Cette Première Guerre Mondiale a fait presque 10 millions de morts soit environ 6.000 morts par jour.
En nombre de combattants tués, proportionnellement, la France est la plus touchée : 1,45 million de morts et de disparus. Les gaz toxiques et les obus ont fait 1,9 million de blessés, souvent graves, soit 30 % de la population active masculine (18-65 ans), la plupart des hommes jeunes de 17 à 45 ans, qui n’auront jamais d’enfants.

Le mardi 30 janvier 2024, dans le square Boucicaut situé dans le VIIe arrondissement, la ville de Paris vient de rendre hommage à une autre catégorie de victimes de cette guerre : les animaux.
Ils ont été 14 millions à mourir sous les obus.
Le monument se compose de silhouettes bleu horizon – la couleur de la tenue des Poilus – d’un cheval, d’un âne, d’un chien et d’un soldat tenant un pigeon.

Monument à la gloire des animaux qui ont servi la France pendant la Première Guerre Mondiale

> Après les hommes, la France réquisitionne les animaux

En août 1914, la France mobilise plus de 1,5 million de chevaux.
Malgré les lettres de doléances des maires des campagnes qui se demandent comment seront faits les moissons et les travaux des champs, le ministère de la guerre réquisitionne un cheval sur 4.

Ordre de Mobilisation des Chevaux

Il faut dire que la cavalerie occupe une place importante dans l’armée française.
Chevaux, ânes et mulets sont nécessaires pour le transport du matériel.
Très vite, ils tireront les charrettes sanitaires des blessés vers les centres de secours et seront essentiels pour acheminer le ravitaillement sur le front.
A Paris, chevaux, ânes et mulets étaient regroupés Avenue de l’observatoire, dans le 6ème arrondissement et dans le 7ème, à la Caserne Latourg-Maubourg aux Invalides, Angle avenue Bosquet et quai d’Orsay devant le cabaret Magic City, aujourd’hui disparu. 
Un vétérinaire examine les chevaux qu’il juge apte au service pour «la selle» ou pour «le trait». L’animal enrôlé reçoit un numéro de matricule marqué au fer sur le sabot antérieur gauche, et quand son affectation est décidée, la marque du régiment est tatouée sous la crinière ou la fesse droite.

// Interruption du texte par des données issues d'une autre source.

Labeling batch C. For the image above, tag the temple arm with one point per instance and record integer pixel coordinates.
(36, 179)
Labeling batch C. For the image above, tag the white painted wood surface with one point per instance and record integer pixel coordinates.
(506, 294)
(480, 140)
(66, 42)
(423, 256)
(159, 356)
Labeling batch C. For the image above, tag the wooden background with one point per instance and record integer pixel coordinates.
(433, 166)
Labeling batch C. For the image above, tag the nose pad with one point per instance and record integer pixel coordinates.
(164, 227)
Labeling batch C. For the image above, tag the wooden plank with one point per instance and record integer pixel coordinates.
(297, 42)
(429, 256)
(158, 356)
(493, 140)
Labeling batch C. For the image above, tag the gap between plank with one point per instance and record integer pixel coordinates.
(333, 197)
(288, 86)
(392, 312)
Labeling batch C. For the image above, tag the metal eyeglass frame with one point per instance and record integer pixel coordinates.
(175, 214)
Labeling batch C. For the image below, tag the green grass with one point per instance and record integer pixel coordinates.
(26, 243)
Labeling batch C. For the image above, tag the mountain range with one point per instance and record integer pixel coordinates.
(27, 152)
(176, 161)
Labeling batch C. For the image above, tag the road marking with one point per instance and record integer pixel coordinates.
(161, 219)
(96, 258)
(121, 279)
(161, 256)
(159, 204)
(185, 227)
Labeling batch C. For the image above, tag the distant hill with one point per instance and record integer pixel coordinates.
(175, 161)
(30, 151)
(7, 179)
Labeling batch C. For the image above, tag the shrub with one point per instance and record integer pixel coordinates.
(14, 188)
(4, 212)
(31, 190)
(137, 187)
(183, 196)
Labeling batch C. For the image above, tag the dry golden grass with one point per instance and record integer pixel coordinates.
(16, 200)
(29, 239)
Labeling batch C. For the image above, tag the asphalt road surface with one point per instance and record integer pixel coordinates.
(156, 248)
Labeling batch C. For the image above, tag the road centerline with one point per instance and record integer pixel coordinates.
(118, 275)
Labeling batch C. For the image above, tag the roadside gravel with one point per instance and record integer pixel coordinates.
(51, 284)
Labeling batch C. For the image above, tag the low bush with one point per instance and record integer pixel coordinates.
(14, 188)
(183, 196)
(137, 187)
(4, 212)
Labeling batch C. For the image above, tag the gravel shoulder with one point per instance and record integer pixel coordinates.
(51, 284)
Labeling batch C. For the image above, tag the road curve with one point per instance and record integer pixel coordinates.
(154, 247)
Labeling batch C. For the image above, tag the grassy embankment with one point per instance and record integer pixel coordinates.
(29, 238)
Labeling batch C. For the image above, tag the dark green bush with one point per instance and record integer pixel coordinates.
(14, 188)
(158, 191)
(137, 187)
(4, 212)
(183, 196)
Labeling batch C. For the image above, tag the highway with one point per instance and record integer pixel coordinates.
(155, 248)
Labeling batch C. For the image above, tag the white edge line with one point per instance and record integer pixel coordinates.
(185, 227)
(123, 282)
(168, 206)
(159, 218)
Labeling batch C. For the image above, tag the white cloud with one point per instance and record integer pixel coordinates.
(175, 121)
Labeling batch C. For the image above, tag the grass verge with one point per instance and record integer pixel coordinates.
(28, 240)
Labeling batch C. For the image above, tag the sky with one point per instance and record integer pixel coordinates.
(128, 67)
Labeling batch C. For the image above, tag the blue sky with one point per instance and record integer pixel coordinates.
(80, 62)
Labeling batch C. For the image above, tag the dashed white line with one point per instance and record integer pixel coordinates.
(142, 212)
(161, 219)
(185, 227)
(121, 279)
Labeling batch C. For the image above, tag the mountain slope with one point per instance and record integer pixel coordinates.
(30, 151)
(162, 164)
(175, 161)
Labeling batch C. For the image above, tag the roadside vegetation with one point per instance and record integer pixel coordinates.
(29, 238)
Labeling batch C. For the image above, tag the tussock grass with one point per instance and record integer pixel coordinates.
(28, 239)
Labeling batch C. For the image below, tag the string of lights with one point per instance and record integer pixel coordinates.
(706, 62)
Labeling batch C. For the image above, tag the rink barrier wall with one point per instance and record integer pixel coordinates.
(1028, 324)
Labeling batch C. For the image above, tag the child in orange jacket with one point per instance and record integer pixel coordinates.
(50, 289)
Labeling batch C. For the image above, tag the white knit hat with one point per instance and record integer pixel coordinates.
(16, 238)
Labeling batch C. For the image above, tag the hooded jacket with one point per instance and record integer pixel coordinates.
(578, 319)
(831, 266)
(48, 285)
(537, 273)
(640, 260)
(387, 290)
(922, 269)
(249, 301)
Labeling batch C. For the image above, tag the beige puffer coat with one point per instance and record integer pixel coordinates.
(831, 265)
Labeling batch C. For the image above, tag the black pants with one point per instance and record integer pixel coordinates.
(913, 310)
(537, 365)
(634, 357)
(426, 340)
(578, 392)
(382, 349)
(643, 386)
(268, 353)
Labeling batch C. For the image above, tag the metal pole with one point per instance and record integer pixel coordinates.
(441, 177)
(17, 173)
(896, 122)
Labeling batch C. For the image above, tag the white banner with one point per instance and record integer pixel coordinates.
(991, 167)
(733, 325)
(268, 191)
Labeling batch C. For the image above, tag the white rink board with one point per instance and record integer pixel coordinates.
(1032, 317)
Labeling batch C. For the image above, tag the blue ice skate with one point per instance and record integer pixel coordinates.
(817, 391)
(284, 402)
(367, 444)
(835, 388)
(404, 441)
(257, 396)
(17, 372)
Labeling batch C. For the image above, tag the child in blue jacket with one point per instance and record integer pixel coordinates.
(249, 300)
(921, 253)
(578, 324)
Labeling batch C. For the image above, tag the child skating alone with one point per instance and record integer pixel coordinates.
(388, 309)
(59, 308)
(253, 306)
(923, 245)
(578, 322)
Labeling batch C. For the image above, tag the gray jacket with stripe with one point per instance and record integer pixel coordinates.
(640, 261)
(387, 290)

Avenue de l’Observatoire, lieu de réquisition des chevaux, ânes et mulets.

Les belligérants savaient combien leur rôle était important et sur le champ de bataille. Les chevaux étaient souvent les premières victimes des tirs.
Lorsqu’ils étaient blessés au combat, des vétérinaires étaient chargés de les soigner. Des hôpitaux leur étaient dédiés comme l’hôpital des ânes de Neuville-lès-Vaucouleurs, près de Verdun. Mais une fois rétablis, ils étaient renvoyés au front. Ainsi, presque tous les animaux utilisés pendant la Grande Guerre ont été tués au combat.
Les bêtes étaient, comme les soldats, équipés de masque à gaz.

Ane équipé de masque à gaz

> les pigeons des transmissions

Des animaux n’avaient pas été réquisitionnés car ils faisaient déjà partie des troupes en quelque sorte. C’est le cas des pigeons.
Pour les commémorer, trois sont empaillés au colombier militaire du Mont Valérien, à Suresnes.
Parmi eux figure le pigeon Vaillant qui a été décoré de la Croix de guerre 1914-1918.
Lors du siège du fort de Vaux en 1916, les communications téléphoniques sont coupées et le commandant Sylvain Raynal ne dispose que de quatre pigeons voyageurs. Vaillant est le dernier à s’élancer et le seul à être parvenu à transmettre son SOS :

“Nous tenons toujours mais nous subissons une attaque par les gaz et les fumées très dangereuses.Il y a urgence à nous dégager. Faîtes nous donner de suite communication optique par Souville qui ne répond pas à nos appels. C’est mon dernier pigeon.
Raynal”

Vaillant traversera bien les lignes mais il a été lâché au moment où les bombardements étaient les plus intenses. Il mettra plus de 15 heures pour arriver à destination. Il mourra d’ailleurs peu après, intoxiqué par les gaz.

> Les chiens de guerre

Contrairement aux Allemands, la France ne compte que peu de chiens dans l’armée. Seul le 19ème bataillon de chasseurs part en campagne avec six chiens de liaison. Ils seront tous tués et ne seront pas remplacés.
En 1915, le Ministre de la Guerre, Alexandre Millerand, décide la création du « Service des chiens de guerre ».
Environ 3.000 chiens sont recrutés dans les fourrières et à la SPA. Près de 900 chiens de traîneaux sont rapatriés d’Alaska et du Canada pour intervenir en zones montagneuses. La moitié ne reviendra pas de la guerre.
Dans l’Armée Française, tout comme le soldat, le chien de guerre possède un état civil, un livret militaire, une plaque d’identité, et un équipement.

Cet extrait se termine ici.